Once I watched part of that video, I was pretty much inundated
with a dozen or more YouTube videos about how orthodox Jewish males, both in Israel
and the United States, make it their formal day-to-day job to study the Torah
and Talmud in yeshivas.
I was even offered a movie I actually remember once watching
from 1982 (the same year I graduated from high school) called “The Chosen,” starring
Robby Benson, who was a “heartthrob” in the teen magazines back then.
Here’s an outtake from this evening's Bible study at my church,
given by Alex Kurz:
When you go through Paul’s epistles he doesn’t say kind
things about the law. It’s fascinating. Paul does not say flattering things
about the law. He’s the apostle of grace and he used to be a Pharisee. He was
the “Pharisee of the Pharisees, the Hebrew of the Hebrews, the tribe of
Benjamin.”
I mean, what did Paul say about touching the law? “I am
blameless.” Here’s a man who was brought up in the strictest sect. He excelled
among his peers and you remember back in Acts 7 when they were stoning Stephen.

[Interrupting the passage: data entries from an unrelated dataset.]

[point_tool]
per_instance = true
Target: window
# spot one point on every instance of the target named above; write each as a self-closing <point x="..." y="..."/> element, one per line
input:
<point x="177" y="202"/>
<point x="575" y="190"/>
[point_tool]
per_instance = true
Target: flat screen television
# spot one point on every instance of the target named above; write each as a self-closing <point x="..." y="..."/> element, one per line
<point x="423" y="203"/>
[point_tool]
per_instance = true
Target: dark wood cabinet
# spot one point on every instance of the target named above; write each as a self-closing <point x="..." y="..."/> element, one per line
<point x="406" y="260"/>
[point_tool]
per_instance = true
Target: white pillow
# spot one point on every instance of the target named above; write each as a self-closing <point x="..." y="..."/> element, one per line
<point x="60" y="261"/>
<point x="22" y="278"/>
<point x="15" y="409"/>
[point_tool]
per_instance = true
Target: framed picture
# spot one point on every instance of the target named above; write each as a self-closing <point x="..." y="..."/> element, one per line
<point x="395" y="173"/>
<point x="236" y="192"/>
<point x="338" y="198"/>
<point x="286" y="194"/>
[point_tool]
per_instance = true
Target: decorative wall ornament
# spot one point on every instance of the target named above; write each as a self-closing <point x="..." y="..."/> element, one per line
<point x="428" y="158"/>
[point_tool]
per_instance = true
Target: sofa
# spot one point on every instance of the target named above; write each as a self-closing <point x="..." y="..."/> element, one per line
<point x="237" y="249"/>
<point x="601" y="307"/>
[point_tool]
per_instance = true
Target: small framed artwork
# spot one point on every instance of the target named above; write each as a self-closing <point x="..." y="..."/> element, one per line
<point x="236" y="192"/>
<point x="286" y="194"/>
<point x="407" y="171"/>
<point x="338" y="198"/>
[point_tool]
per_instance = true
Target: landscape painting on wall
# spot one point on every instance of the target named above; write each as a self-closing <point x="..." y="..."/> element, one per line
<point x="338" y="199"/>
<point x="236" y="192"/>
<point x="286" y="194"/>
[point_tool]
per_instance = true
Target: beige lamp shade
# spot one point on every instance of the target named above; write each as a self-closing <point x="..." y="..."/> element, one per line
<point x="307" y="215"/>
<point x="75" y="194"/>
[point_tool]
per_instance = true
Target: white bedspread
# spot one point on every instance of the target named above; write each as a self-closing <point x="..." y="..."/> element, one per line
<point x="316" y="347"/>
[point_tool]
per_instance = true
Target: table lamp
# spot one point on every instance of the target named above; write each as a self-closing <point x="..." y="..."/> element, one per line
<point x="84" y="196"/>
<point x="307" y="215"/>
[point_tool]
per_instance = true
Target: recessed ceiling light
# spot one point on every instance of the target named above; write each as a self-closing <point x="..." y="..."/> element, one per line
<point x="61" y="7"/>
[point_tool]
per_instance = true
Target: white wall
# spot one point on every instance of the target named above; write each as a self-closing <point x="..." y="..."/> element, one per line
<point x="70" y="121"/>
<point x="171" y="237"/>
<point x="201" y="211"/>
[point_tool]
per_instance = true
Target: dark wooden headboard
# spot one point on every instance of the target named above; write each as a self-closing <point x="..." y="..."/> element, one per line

Why is it that they laid their coats at the feet of Saul of Tarsus? There’s something
significant about that incident.
Why did these religious leaders get Saul’s permission before
they started stoning Stephen? That obviously indicates that Saul of Tarsus,
whom we now know as Paul, possessed a very prestigious position within the
ranks of Judaism.
Paul knows the law forward and backward and inside out, up
and down and left and right, and when you read (you don’t even need to study
deeply, you just casually read Romans through Philemon) he’s the one who
declares that the law works wrath; the law pronounces guilt, provokes sin, defeats
us, exposes lack, kills, fades in glory, strengthens sin, pronounces curses, enslaves,
satisfies the flesh.
Paul says the law was made for sinners. Paul never says the
law was intended for the saints or for the sanctified. Paul says the law was
made for sinners. The law says “do, work,” over and over again.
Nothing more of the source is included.